Nel rischio di ritrovarci in una dolente subdemocrazia delle solitudini, soprattutto dopo la riforma che ha amputato il numero dei parlamentari, necessitiamo di nuovi come di antichi padri e madri d’Italia (ciascuno meritocraticamente può esserlo!), senza paternalismi né maternalismi. Ci serve valorizzare il merito delle persone, premiarne il coraggio evolutivo, e invece rischiamo di promuovere solo i signori economicamente più potenti che potendosi permettere costosissime campagne elettorali riescono ad entrare nelle liste dei pochi eleggibili, magari sotto lo scudo di neopartitocrazie illiberali. Ecco a cosa serviva evitare il taglio del numero dei parlamentari, andando contro la semplicistica vulgata incosciente di chi elevava a facili salvatori dei conti pubblici coloro che hanno proposto quel taglio, più per spot elettorali che per altro.
Necessitiamo d’ingegni esemplari, non di basse fiabe etiche a rime obbligate.

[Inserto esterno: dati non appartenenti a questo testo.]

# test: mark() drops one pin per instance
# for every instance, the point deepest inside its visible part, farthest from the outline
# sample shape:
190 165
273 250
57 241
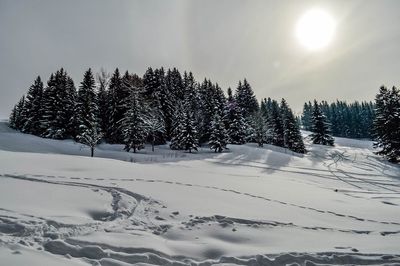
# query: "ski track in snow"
134 214
137 196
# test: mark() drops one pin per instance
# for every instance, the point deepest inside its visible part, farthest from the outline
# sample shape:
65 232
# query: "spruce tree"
58 107
185 133
260 128
134 128
117 108
234 123
275 125
246 99
320 127
292 135
103 102
13 117
306 117
218 137
34 108
90 136
387 123
20 116
86 105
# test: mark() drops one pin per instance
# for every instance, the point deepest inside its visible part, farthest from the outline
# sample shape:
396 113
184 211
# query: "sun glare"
315 29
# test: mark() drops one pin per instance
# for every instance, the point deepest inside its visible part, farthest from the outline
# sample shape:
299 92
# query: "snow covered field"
246 206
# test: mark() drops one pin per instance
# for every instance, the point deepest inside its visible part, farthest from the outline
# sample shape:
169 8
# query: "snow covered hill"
247 206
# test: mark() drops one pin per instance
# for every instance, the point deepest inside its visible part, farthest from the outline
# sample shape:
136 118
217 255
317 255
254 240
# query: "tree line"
352 120
160 107
165 106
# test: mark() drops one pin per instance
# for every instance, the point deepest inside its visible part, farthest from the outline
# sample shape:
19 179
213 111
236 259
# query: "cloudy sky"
225 40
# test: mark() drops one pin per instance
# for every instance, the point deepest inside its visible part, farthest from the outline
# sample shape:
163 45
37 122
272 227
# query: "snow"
245 206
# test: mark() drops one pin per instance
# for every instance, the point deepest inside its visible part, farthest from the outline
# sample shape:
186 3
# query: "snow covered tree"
117 99
134 128
86 105
33 108
246 99
211 100
259 125
185 133
18 115
292 135
91 136
234 123
13 117
218 137
387 123
154 126
306 117
275 135
103 79
320 127
58 106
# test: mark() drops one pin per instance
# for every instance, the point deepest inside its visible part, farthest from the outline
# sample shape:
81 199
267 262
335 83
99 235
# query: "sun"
315 29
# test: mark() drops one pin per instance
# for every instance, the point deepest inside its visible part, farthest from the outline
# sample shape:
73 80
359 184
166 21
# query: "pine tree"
260 128
102 101
91 136
275 125
320 127
306 117
234 123
86 105
33 107
218 137
154 126
387 123
292 135
246 99
58 107
134 128
13 117
20 114
185 133
117 108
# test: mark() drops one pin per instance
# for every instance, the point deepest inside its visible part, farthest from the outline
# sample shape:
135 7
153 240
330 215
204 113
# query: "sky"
224 40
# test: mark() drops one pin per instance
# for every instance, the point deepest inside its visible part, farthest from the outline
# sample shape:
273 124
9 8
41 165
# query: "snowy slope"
247 206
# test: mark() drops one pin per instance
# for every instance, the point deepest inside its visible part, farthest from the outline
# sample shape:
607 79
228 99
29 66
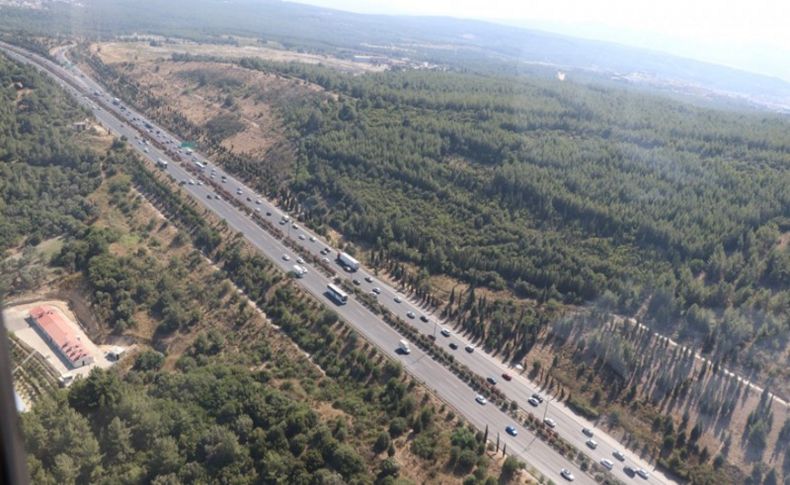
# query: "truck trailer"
347 261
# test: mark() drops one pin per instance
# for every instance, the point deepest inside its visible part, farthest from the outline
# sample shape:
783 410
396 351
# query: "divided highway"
126 122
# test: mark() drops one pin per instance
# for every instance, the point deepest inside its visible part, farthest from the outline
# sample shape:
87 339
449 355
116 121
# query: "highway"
435 376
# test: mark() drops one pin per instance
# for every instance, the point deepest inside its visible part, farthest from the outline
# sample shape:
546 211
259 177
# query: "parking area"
17 321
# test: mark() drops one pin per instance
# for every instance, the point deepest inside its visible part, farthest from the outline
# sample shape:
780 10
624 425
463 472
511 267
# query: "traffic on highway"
198 176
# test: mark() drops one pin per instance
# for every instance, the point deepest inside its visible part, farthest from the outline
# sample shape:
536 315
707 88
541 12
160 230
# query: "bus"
337 294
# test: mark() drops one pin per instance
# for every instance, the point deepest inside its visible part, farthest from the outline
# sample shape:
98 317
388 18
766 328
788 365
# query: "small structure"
81 125
60 335
115 354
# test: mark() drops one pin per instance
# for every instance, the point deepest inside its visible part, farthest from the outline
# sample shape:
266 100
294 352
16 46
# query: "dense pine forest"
212 393
576 193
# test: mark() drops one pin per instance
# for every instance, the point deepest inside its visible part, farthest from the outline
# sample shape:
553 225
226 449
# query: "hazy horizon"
746 37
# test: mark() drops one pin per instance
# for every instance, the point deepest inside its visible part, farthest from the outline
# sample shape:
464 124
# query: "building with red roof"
60 335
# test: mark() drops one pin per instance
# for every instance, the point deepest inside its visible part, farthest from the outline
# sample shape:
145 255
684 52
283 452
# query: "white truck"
346 260
299 271
404 347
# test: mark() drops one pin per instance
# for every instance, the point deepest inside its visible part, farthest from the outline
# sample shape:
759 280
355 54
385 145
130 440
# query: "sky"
753 35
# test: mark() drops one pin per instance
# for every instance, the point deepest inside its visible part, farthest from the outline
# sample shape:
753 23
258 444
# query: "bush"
149 360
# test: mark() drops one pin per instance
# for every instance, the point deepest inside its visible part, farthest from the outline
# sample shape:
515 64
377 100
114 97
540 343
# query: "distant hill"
467 43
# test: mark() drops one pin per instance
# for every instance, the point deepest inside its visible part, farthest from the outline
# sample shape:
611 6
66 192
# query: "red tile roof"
60 332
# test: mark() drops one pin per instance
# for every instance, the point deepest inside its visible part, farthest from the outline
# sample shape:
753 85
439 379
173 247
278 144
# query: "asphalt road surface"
126 122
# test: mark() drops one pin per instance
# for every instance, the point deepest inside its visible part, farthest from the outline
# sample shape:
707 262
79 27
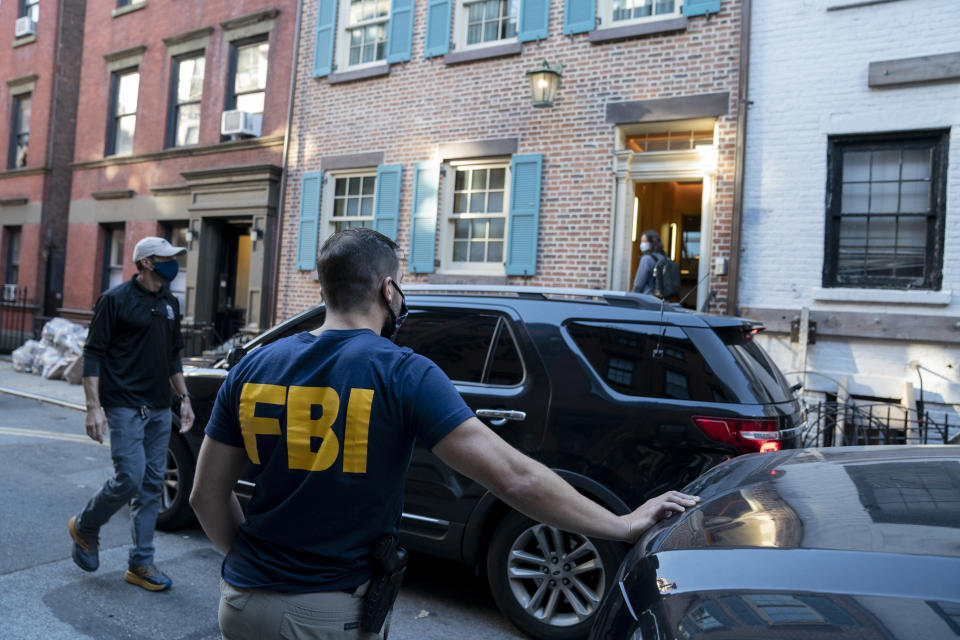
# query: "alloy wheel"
557 577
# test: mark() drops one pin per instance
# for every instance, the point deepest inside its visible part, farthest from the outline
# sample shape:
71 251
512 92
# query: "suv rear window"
622 354
464 352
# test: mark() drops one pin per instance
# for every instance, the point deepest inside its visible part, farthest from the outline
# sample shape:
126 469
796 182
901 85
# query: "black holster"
390 563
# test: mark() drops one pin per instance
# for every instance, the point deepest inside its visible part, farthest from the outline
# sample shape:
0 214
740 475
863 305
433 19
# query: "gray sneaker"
86 549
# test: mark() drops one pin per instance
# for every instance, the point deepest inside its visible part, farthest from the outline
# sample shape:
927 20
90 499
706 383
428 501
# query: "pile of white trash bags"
58 355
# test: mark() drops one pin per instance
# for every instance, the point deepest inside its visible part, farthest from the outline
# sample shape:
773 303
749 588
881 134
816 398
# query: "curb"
39 398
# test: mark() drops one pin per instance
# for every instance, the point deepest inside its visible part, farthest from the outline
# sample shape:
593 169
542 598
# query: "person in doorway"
130 361
327 420
651 252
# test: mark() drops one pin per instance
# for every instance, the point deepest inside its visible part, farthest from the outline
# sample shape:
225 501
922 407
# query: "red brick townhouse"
416 118
183 111
40 45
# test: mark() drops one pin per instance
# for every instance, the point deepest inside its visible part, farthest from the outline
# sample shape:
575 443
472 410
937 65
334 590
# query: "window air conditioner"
25 26
239 123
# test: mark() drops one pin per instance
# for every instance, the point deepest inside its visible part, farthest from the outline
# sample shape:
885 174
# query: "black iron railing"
15 318
837 424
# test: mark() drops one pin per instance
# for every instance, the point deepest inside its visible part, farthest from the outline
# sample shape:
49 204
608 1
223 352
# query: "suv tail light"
748 435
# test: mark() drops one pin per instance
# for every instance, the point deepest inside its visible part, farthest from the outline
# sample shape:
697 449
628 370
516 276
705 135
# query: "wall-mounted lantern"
544 83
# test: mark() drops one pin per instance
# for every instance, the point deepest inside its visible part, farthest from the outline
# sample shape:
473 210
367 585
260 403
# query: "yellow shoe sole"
133 578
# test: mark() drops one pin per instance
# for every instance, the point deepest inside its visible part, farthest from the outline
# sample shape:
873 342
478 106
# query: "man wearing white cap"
130 361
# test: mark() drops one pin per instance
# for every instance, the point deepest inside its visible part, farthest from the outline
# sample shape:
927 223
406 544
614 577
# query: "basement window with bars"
886 211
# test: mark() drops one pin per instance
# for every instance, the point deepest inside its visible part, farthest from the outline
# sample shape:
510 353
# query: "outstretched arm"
533 489
218 468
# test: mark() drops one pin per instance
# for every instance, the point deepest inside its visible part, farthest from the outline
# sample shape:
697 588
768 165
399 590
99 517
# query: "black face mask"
391 327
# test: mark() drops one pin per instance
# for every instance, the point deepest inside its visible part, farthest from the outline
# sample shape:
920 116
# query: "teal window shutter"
400 31
423 227
323 49
387 208
579 16
524 216
438 28
309 226
700 7
534 15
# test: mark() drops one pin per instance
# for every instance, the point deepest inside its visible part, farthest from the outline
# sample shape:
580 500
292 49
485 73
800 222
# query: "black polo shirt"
134 346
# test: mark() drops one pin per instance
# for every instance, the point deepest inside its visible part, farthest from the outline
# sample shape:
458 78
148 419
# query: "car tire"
577 571
175 511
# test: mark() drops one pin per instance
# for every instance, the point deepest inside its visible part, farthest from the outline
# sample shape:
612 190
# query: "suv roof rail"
618 298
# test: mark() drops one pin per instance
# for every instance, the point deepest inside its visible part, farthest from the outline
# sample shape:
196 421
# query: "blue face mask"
166 270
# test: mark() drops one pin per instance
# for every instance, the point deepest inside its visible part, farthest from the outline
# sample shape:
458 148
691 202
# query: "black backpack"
666 278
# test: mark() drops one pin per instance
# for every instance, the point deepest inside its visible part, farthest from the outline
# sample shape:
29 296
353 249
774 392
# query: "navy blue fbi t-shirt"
328 423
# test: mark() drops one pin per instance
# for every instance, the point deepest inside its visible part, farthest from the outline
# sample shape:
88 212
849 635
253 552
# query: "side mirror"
234 356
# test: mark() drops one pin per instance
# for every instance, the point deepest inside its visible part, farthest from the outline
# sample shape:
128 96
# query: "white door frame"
630 168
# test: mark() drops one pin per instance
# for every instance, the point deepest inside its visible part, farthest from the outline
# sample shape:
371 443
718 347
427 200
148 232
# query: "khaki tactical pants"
252 614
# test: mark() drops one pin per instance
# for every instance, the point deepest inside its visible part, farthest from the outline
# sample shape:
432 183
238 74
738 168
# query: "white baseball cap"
154 246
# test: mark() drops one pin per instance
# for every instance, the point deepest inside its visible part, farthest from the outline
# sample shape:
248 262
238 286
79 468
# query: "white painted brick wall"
808 80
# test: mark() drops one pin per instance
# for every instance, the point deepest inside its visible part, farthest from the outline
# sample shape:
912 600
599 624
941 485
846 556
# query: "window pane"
25 106
128 86
366 207
914 197
856 166
477 250
188 124
476 202
886 165
917 164
251 68
855 198
190 81
125 129
478 229
463 351
251 102
883 197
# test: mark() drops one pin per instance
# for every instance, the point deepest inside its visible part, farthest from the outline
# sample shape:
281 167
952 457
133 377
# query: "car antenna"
658 350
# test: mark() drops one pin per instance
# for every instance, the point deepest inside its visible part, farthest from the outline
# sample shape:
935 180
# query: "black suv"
622 396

La potenziale offerta politica liberalrepubblicana, in questi anni Venti un po’ tradizionali e un po’ new age, è l’embrionale faro garantista della democrazia rappresentativa. In quanto tale il neorepubblicanesimo liberale ha il compito di storicizzare, e neutralizzare, la qualunquizzazione del parlamentarismo. Al contempo, la trasversalità politica di ciò che metodologicamente vorrei fosse il demolibertarismo ha il compito di garantire più democraticità, più decisionismo e più stabilità istituzionale, parlando proprio alle persone in carne ed ossa, seguendo lo spirito della cura delle libertà individuali nel loro farsi diritto all’interno delle comunità popolari.
Intanto sventoli il tricolore italiano, fiero, con la voglia di renderlo ancor più fiero insieme al blu della bandiera europea.